Speaking of which– one of the topics that came through was about having difficult conversations.
I’ve become an expert over the years– not because I always know what to do— more so because they keep showing up and I keep leaning in. Messily, humanly and oh so in the desire to be more honest, more loving and more willing to be uncomfortable if it means I am saying the things that need to be said.
Sometimes they don’t — need to be said.
We can say them to ourselves or to someone we trust and feel safe with– and that is enough.
And then there are those moments—- like when my father told me that we should just forget about all the things my mom did while she was alive– that I couldn’t not say what was in my heart to him.
Maybe what you want to say is big like that was for me (I couldn’t pretend my childhood abuse didn’t happen) or maybe it’s confronting your manager about wanting to do different work projects or get that promotion you know belongs to you that could have a bit less emotional charge.
These moments are their own types of leaps of faith.
We don’t know exactly what to say or how to begin– and we for sure, don’t know exactly how they will be received.

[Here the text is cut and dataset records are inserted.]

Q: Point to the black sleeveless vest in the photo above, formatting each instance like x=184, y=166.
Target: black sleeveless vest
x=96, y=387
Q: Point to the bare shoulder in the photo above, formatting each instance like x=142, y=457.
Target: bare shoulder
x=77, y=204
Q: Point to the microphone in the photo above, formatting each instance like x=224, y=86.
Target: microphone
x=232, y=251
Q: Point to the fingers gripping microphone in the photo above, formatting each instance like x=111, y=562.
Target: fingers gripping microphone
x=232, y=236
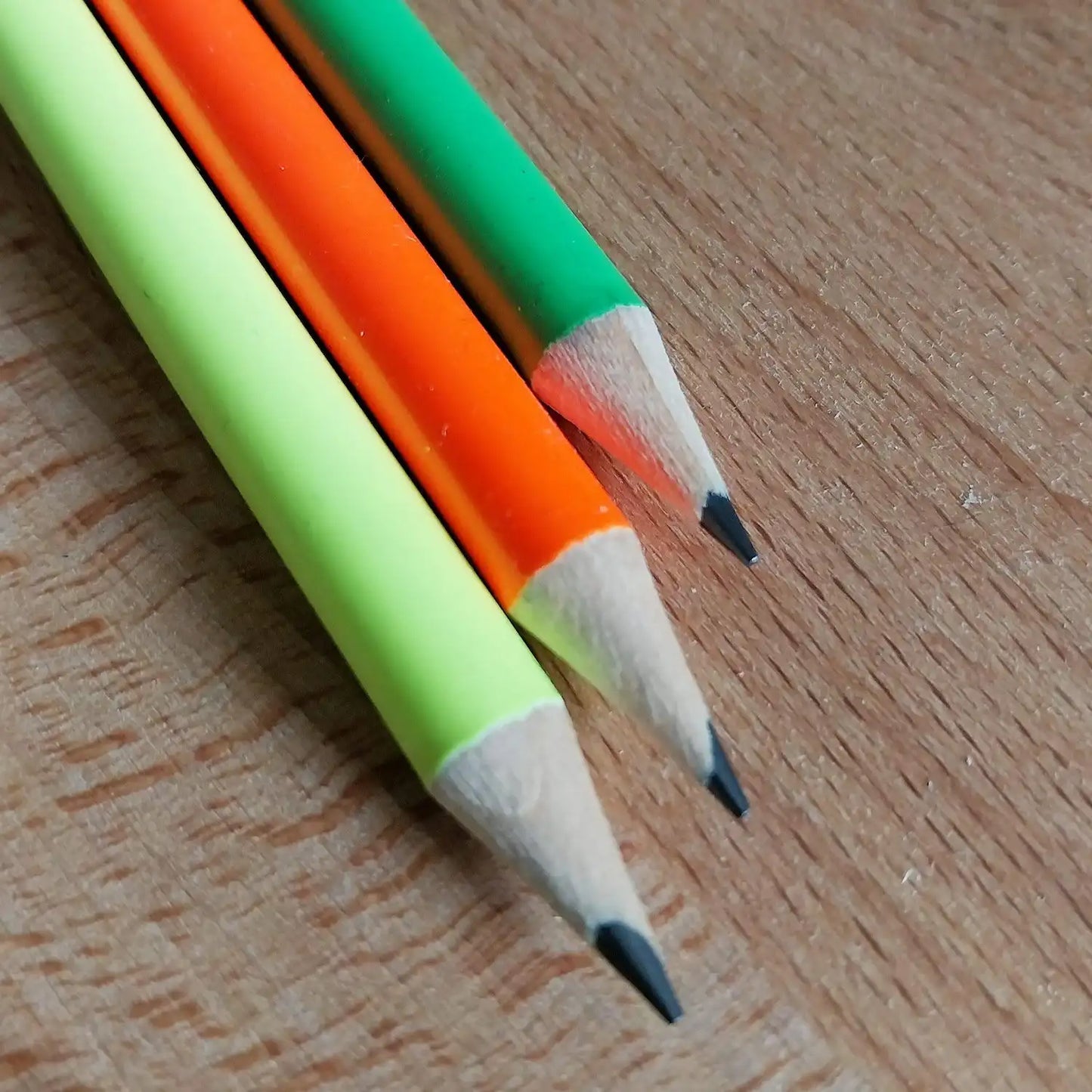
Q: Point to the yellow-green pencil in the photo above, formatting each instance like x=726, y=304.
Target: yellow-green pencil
x=474, y=713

In honoring all of that, here are a few things I use when I’m in a difficult conversation moment (please feel free to borrow, tweak as it fits you best):
- As difficult as it is, I practice slowing down. I usually want to get these convos over and done with as fast as possible. However, I’ve learned over the years that isn’t always what is best for my nervous system and me. So, I give myself lots of space to feel what’s coming up (hello fear) and to create self-safety. Self-safety for me is all about the place where no matter what happens– I know without a shadow of a doubt– that I am here for me. I create my safety— and in doing such— I can respond to any situation in the way that is best for me. This could mean leaving the conversation or it could be a boundary like “I’m not open to discussing that” or “I need a break”.

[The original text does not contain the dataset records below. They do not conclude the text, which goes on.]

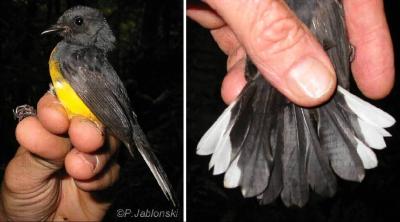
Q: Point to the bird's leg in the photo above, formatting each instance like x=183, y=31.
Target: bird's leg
x=51, y=89
x=352, y=52
x=23, y=111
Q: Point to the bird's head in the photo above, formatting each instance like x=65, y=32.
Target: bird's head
x=82, y=25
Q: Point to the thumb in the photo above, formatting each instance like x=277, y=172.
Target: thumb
x=281, y=47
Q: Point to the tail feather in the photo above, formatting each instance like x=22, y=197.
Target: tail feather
x=278, y=148
x=140, y=142
x=295, y=147
x=271, y=147
x=337, y=137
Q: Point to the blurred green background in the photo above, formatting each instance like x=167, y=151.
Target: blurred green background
x=148, y=58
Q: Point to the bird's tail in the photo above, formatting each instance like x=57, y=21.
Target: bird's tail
x=270, y=147
x=140, y=142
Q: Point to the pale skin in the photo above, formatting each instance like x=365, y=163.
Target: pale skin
x=35, y=185
x=30, y=187
x=285, y=51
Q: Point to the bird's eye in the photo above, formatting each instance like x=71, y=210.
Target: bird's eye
x=78, y=20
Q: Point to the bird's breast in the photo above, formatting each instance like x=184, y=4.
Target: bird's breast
x=72, y=103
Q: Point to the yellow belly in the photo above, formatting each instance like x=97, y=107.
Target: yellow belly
x=73, y=105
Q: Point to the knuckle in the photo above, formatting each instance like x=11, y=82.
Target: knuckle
x=276, y=29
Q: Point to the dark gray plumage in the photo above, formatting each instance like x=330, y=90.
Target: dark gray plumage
x=82, y=56
x=278, y=148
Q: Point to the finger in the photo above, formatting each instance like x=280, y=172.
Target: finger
x=373, y=66
x=102, y=181
x=226, y=39
x=84, y=166
x=205, y=16
x=31, y=134
x=27, y=172
x=52, y=114
x=222, y=34
x=234, y=82
x=281, y=47
x=85, y=135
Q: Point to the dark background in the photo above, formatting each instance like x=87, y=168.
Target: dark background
x=377, y=198
x=149, y=59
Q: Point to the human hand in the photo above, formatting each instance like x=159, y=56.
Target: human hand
x=53, y=177
x=284, y=50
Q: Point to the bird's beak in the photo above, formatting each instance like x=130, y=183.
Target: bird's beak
x=55, y=28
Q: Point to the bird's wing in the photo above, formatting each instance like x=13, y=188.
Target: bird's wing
x=98, y=85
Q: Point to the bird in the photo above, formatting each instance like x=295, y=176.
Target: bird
x=269, y=147
x=87, y=85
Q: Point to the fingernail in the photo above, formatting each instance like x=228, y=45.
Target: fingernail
x=310, y=78
x=92, y=160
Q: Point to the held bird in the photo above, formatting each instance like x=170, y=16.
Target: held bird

- Instead of just forcing my way through it— I take the bowling alley bumper approach. What bumpers can I use/add/create to support myself? This may mean talking it through with a friend or coach beforehand. This may mean lots of extra love like a Reiki treatment before or after to love on my mind, body, spirit. This includes feeling my feelings in my body first before I take any action– that way I really have held space for myself. I schedule time before and after the conversation to be so loving and supportive of myself and to give my nervous system the time it needs.

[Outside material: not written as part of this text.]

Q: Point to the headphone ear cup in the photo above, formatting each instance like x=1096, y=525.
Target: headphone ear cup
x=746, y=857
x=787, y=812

- I get clear about what outcome I want from the conversation. For so long, I would react with emotion (no judgment here) but not really know what I wanted. This is probably one of the best things I learned and now teach as a coach. So many conversations that are difficult swim around in the murky waters of defending or explaining— without looking at the expected outcome we desire. What do you want?
- Which leads me to one of the hardest things to practice (especially in a difficult spot)– which is listening. I have coached hundreds of people around difficult conversations- and what always comes up is how the other person is going to respond. It’s like we all know exactly what is in someone else’s head/heart/moment. And the truth is — we don’t. Let there be awkward pauses (another really great tool that isn’t so fun in the moment). Listen and ask questions — especially if this is a relationship and person you love. Because you may get to the outcome you desire– but not necessarily have it look like you planned it to be in your mind (and that’s okay). More often than not— there is a gap that is available if we are willing to hold our truths and others’ truths without someone having to win and someone having to lose. I find that space, that gap usually reveals itself to me if I am willing to make space, listen and lean on love to guide me.
A little practical tool that I use (and teach all the time) is have the first sentence or two planned ahead of time– give yourself that gift of opening the conversation with a short script. You can also have a few one-liners in case the conversation needs to pivot, stop or change gears. Plus, my nervous system feels way more at ease having some ideas for what to say — especially if certain things come up and at the time when I know I want to end the discussion.
For anyone reading this right now that has a difficult conversation in your near future– I’m wrapping you in love. I’m holding space for imperfection and emotions and all the things we carry above and below the surface when we have these types of moments.
Only you know what, how and when to honor this nudge and the best part, you already have everything within you to help be your guide.
PS. This is not meant for people in your life who are abusive or in any way could cause you harm– in that case, a different approach altogether would be best – deferring of course to your best judgment (which for me when that happened was not having any interactions ever again).